In general, employers can require an employee provide documentation from the child’s school or licensed child-care provider, and can require that it indicate that the employee was engaged in a child-related activity at the particular date and time the activity took place. The law provides no further guidance about the type of documentation, and explicitly leaves it up to the school or licensed child-care provider to provide documentation that they consider to be appropriate and reasonable.
In the context of the strike as it is currently affecting LAUSD students, it appears that an employer could request and obtain verification that the employee’s child is in fact part of the EEC or CSPC programs that have been closed on the day(s) that the employee requested and took time off, but the statute does not permit anything further, such as verification that the employee was in fact using the time off to care for his/her child due to the closure and unavailability of alternate care arrangements.

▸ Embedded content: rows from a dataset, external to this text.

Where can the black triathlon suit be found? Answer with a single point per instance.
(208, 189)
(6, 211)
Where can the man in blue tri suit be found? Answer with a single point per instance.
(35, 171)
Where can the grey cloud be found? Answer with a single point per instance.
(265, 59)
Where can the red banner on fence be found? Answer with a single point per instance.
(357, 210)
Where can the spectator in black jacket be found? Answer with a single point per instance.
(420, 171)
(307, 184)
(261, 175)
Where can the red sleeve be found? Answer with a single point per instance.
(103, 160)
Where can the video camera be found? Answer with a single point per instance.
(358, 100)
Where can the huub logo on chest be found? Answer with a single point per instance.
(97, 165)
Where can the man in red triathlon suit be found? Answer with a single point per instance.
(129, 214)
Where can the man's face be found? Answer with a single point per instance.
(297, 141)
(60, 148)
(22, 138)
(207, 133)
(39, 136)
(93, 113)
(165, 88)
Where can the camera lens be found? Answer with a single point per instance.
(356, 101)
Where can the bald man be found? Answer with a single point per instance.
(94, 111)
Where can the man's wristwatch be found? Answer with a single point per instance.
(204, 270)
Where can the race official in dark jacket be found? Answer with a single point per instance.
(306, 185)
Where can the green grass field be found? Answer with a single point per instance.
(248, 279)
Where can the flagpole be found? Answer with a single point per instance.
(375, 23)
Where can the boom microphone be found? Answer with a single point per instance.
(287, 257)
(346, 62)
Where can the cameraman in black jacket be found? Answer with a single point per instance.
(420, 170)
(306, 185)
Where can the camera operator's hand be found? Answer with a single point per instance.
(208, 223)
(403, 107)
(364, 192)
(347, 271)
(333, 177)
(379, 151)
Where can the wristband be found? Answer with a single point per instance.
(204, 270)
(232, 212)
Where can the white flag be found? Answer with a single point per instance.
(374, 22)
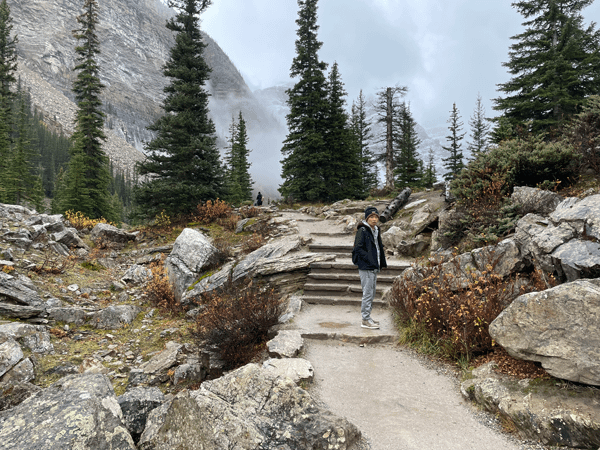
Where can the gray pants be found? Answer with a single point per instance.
(368, 282)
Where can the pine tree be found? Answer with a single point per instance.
(305, 153)
(409, 167)
(342, 170)
(555, 64)
(8, 55)
(480, 130)
(239, 184)
(23, 182)
(386, 109)
(8, 67)
(362, 137)
(430, 175)
(454, 163)
(88, 177)
(183, 167)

Is this time off paid or unpaid?
Employers are under no obligation to pay employees for time off for school and child-related activities (with the caveat that exempt employees may be entitled to continue receiving their salary, depending on the duration of the absence). However, to the extent employees have available vacation, personal leave, PTO, or other compensatory time off, employers generally can mandate that these paid benefits be used during Planned Absences covered under law. One exception to mandatory substitution of paid time-off benefits applies to employees who are provided with vacation at the same time each year (e.g., a one-week company-wide shutdown). In that case, an employee would not be entitled to substitute vacation unless the employer chooses to allow it.
What are the penalties for a violation?
An employee who is demoted, suspended, terminated (or threatened with termination), or discriminated against in any other way with respect to the terms and conditions of employment for taking time off to engage in child-related activities is entitled to reinstatement and reimbursement for lost wages and benefits. Further, if following an administrative or legal proceeding it is determined that an employee eligible for rehire or promotion is not rehired or promoted, the employer will be subject to a civil penalty of three times the employee’s lost wages and benefits.
As the strike continues, employers should be aware of the developments and corresponding impact that time-off requests may have on staffing within their workforce, particularly in the event of continued pre-school closures and potential K-12 closures, and may wish to consult with counsel to ensure compliance with this and other leave laws.